Marijuana bill goes back to House

The federal government will no longer prosecute individuals who use small amounts of marijuana to alleviate pain or to improve their appetite, regardless of state law, New Hampshire U.S. attorney John Kacavas said in a statement on Tuesday. Kacavas’ announcement comes as a bill to legalize the medical use of marijuana in New Hampshire is back in the state house following a veto by Gov. John Lynch, D-N.H. State representatives from both parties said that Kacavas’ announcement will have little effect on whether the bill eventually becomes law.

“Federal resources are better reserved for larger scale drug dealers and consumers of drugs,” Kacavas said in his statement.

Federal law still declares any use of marijuana illegal, Kacavas said, but it will be up to each state to decide whether to prosecute medical users.

New Hampshire’s marijuana bill originally passed in the state’s House of Representatives in June, but was vetoed by Lynch last Friday. The bill called for the establishment of three “compassion centers” to dispense two ounces of marijuana every 10 days to severely ill patients whose doctors approve use of the drug.

“Governor Lynch has a number of concerns, including the many inconsistencies and structural problems in the bill,” Colin Manning, Lynch’s press secretary, said in an interview with The Dartmouth. “While he remains open to tightly controlled medical marijuana, the bill would greatly complicate efforts to prevent unauthorized use.”

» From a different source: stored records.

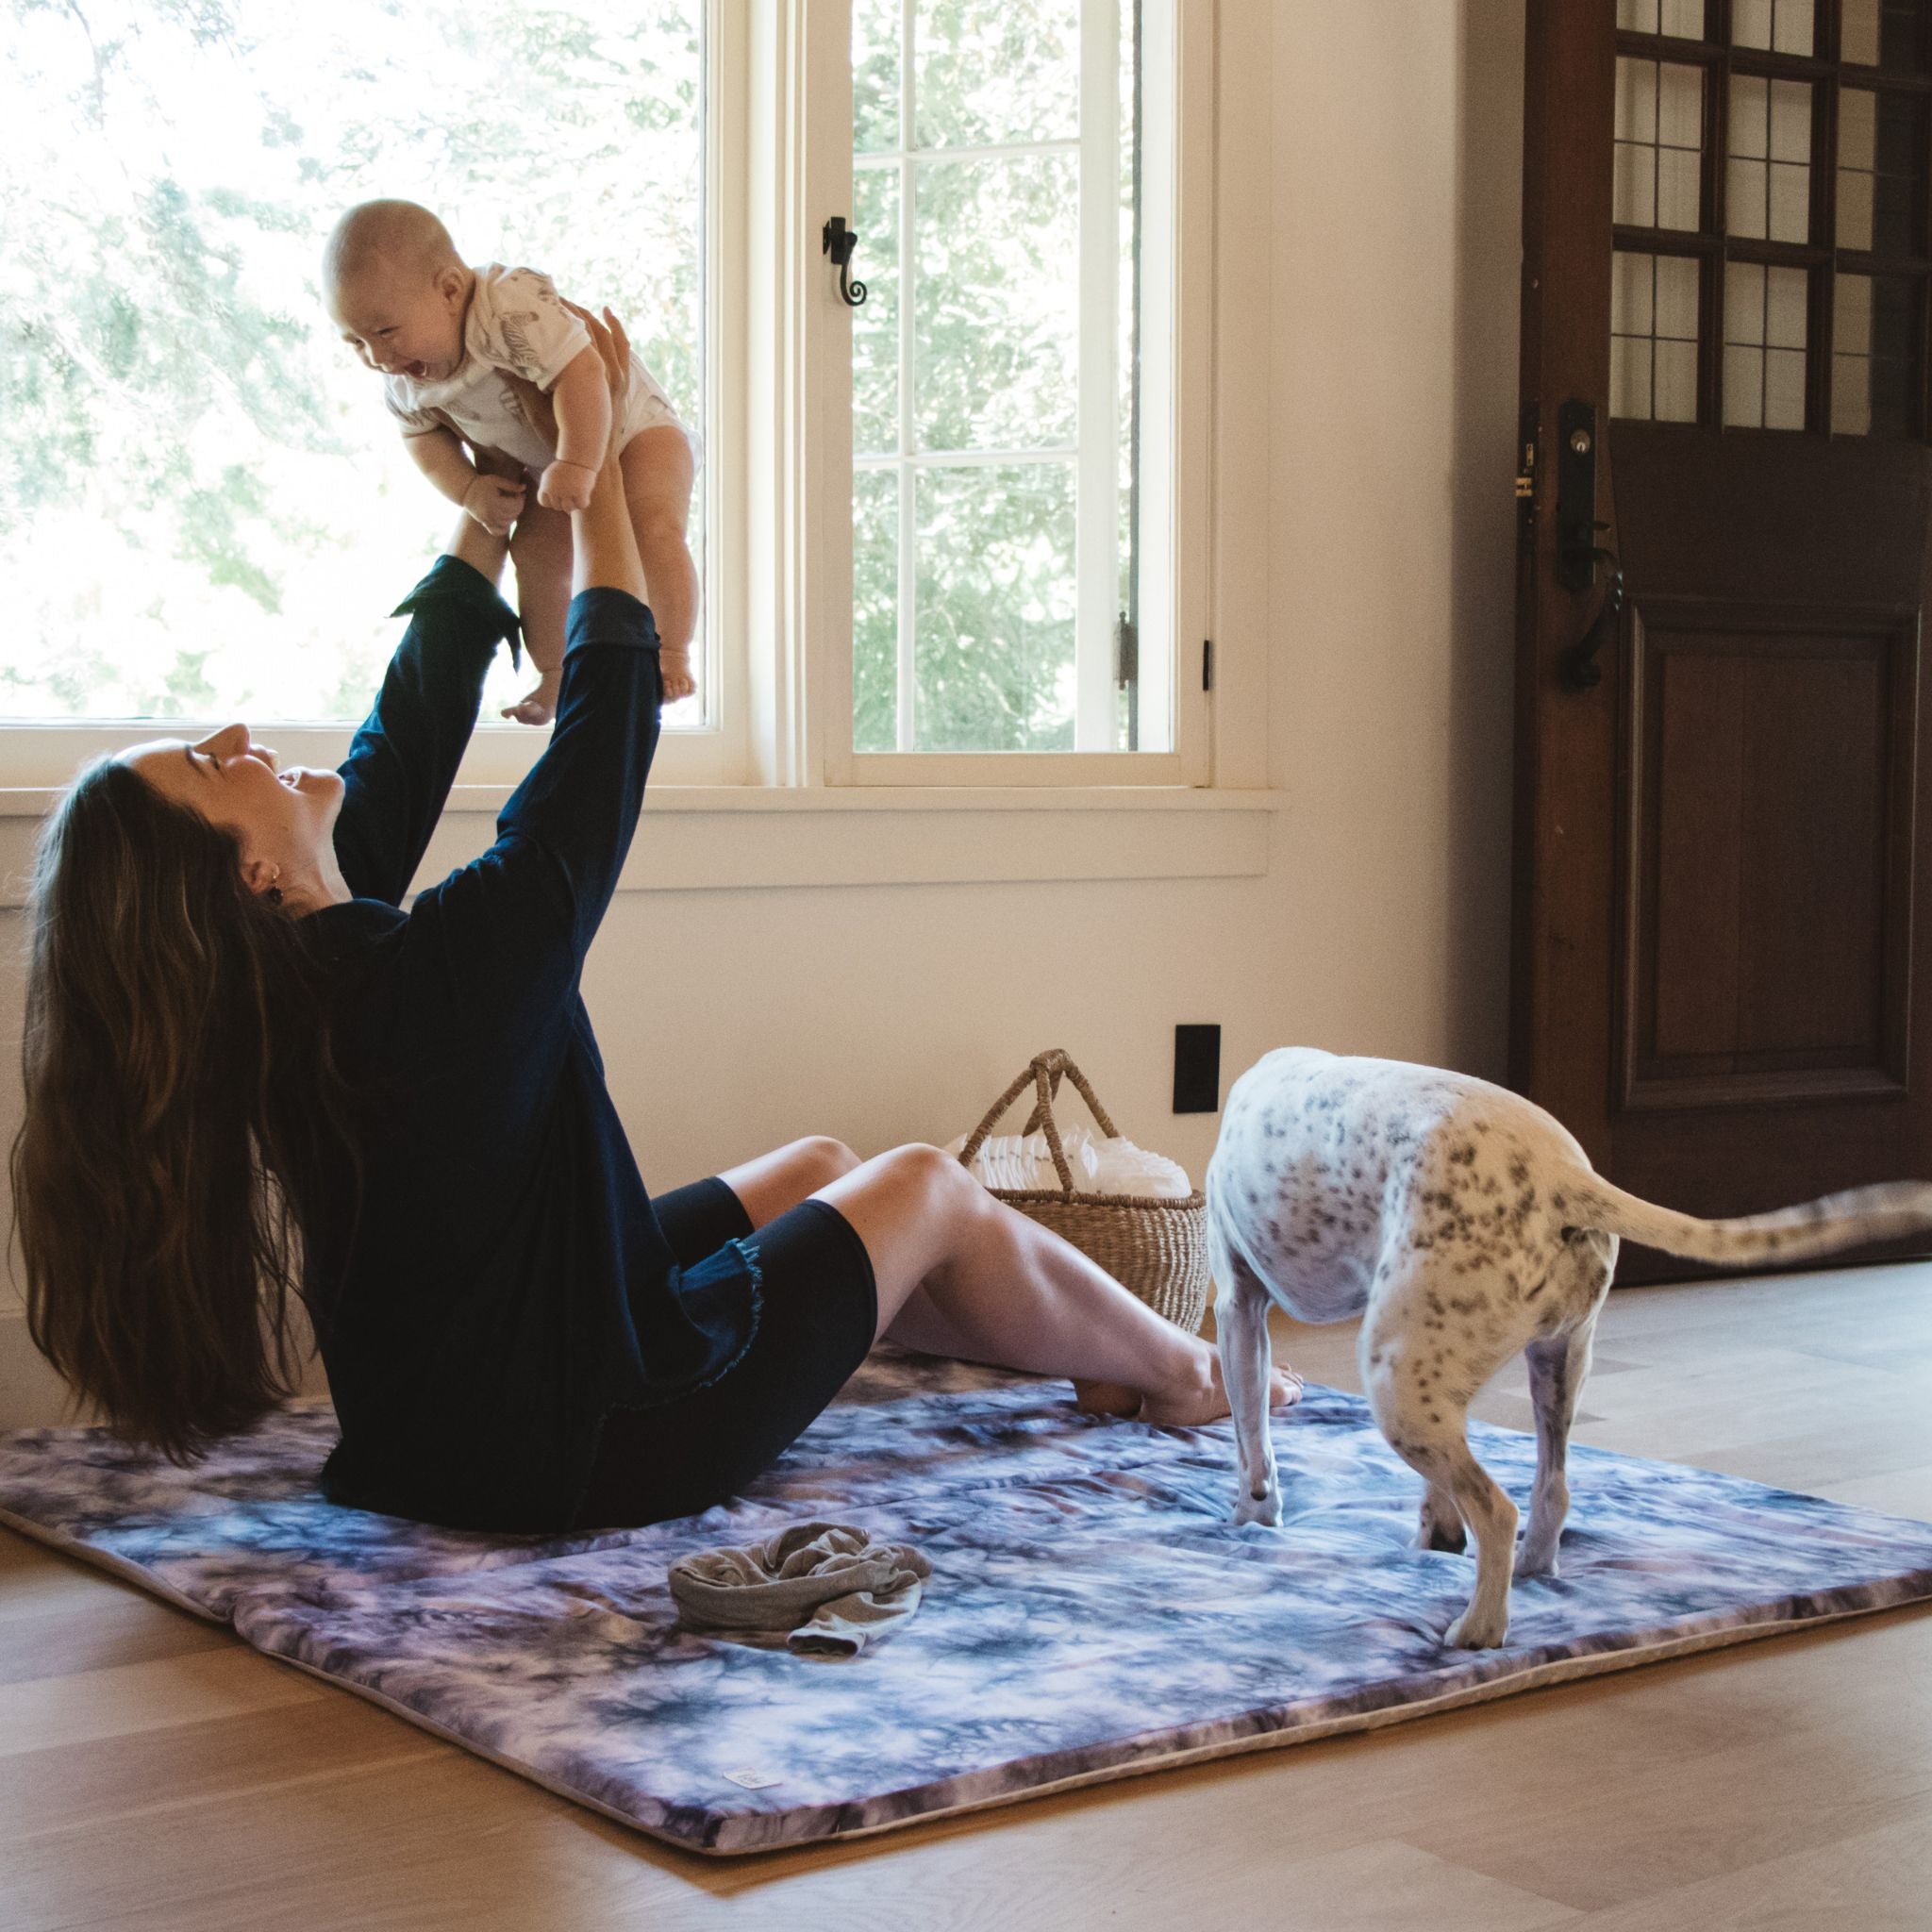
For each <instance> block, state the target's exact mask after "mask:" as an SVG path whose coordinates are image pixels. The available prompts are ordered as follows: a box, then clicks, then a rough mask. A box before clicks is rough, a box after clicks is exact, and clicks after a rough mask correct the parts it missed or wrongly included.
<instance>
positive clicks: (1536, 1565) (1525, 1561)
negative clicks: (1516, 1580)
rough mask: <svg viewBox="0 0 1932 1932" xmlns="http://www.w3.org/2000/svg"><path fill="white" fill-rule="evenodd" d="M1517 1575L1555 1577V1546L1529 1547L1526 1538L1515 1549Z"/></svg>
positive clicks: (1556, 1548)
mask: <svg viewBox="0 0 1932 1932" xmlns="http://www.w3.org/2000/svg"><path fill="white" fill-rule="evenodd" d="M1515 1575H1517V1577H1555V1575H1557V1546H1555V1544H1551V1546H1549V1548H1548V1549H1542V1548H1530V1544H1528V1540H1524V1542H1522V1546H1520V1548H1519V1549H1517V1569H1515Z"/></svg>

Another vote on the state bill is scheduled for Oct. 28. Although the outcome of any attempted override will depend on which representatives show up for the vote, it is possible that the House will attain the needed two-thirds majority, the Associated Press reported on Wednesday.

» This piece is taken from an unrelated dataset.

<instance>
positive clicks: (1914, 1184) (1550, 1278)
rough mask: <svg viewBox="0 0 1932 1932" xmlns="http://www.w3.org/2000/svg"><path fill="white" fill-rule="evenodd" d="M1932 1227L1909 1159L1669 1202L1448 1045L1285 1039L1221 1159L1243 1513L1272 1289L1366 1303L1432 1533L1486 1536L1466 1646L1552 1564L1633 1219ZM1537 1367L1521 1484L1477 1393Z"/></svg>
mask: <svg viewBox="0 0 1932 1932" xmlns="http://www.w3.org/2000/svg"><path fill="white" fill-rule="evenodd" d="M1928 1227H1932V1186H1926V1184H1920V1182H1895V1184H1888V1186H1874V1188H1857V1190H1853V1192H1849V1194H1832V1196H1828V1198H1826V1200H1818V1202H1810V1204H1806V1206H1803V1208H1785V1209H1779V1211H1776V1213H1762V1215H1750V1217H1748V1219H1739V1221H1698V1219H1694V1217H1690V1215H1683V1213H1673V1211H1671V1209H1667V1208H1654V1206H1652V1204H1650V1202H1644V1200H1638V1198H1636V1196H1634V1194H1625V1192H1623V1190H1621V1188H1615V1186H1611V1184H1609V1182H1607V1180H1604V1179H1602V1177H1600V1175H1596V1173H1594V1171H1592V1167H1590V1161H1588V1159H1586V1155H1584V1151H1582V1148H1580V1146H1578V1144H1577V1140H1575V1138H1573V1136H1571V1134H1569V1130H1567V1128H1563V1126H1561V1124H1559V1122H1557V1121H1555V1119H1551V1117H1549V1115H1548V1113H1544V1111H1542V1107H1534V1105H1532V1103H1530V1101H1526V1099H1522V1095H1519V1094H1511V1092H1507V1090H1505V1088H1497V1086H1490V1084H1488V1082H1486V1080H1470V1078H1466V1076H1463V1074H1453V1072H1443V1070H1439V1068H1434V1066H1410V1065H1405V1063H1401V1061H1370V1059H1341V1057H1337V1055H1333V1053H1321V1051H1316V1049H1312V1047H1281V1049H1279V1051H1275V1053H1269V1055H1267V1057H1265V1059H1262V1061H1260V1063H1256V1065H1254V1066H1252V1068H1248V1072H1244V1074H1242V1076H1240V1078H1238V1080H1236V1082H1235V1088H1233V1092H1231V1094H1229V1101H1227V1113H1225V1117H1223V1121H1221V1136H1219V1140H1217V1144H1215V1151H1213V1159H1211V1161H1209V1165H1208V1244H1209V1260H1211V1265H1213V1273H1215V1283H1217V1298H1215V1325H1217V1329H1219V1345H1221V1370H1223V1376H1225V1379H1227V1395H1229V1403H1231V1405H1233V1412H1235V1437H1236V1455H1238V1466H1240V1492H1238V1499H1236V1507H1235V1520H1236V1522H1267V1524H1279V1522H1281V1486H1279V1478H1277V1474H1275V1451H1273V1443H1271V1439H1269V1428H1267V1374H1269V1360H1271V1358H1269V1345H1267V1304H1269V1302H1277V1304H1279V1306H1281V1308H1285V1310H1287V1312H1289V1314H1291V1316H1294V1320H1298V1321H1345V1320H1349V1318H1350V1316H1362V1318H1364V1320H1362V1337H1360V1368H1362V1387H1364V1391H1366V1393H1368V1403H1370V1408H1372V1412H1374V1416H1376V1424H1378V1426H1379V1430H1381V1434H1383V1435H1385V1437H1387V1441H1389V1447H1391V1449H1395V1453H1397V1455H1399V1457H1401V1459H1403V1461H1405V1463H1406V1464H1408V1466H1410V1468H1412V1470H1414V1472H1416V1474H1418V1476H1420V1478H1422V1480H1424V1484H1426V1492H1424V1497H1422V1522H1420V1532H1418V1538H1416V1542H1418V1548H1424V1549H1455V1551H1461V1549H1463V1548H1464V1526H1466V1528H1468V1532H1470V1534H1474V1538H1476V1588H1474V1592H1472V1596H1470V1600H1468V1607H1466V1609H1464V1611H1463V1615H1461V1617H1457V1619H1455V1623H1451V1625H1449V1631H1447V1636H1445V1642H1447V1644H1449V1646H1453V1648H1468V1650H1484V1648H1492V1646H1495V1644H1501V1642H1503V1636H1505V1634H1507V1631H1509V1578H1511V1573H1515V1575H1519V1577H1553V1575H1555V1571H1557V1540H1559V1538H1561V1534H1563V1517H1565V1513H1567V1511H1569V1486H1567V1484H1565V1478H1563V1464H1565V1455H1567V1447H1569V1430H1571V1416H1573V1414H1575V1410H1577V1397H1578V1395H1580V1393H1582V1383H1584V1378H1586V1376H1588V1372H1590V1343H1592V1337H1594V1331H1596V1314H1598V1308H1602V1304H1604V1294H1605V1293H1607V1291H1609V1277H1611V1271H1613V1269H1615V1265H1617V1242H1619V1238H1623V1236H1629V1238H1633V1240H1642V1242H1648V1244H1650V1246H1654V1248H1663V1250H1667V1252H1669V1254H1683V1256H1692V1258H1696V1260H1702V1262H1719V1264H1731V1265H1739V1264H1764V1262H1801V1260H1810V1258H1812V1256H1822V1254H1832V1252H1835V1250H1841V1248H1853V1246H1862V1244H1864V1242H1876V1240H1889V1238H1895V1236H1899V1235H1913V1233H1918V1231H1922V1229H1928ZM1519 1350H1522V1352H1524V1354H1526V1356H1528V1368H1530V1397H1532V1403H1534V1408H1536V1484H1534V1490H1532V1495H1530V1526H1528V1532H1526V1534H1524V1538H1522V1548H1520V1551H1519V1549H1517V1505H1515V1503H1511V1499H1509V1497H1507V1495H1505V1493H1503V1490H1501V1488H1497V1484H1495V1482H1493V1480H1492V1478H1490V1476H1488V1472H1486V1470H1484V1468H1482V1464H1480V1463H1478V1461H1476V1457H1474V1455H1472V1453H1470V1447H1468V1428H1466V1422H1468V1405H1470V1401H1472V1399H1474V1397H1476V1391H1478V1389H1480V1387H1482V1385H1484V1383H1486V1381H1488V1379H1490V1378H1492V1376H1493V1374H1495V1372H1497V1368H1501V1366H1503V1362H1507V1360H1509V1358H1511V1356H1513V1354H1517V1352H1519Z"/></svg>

“It’s going to be a very close race,” Rep. David Hess, R-Merrimack, told The Dartmouth. “It depends on how many show up and how many people vote.”

If the state House successfully overrides Lynch’s veto, New Hampshire would become the 14th state to legalize marijuana for use by severely ill patients.

Kacavas’ statement will likely not have much of an effect on how state representatives vote, according to Rep. Thomas Donovan, D-Sullivan.

“People have already made up their minds,” Donovan, a co-sponsor of the bill, said.

Donovan said the bill’s writers intentionally made it as strict as possible in an effort to assuage concerns. Details on how the state would regulate the compassion centers and how each center would operate are still up for discussion, he said.

“You would have to get into day-to-day nuances of how to run the program, and I believe that degree of specificity has not been brought up yet,” Donovan said.

Hess cited other states’ failed attempts to implement similar “compassion centers” as a reason to not pass the bill in New Hampshire.

“California is the most notorious, and the legalization has become grossly misused,” Hess said in an interview with The Dartmouth.

Donovan, however, argued that New Hampshire’s bill calls for tighter control over the distribution process than any other program in the nation.

Hess maintained that there are a very limited number of medical conditions that justify use of marijuana as a treatment, adding that, even in those cases, there is still serious debate in the medical community about the merit of prescribing the drug.

Hess also said he was concerned about how law enforcement would operate if the bill passed in New Hampshire. Because federal law still declares any usage of marijuana illegal, Hess said, passing the bill would create a discrepancy between federal and state law.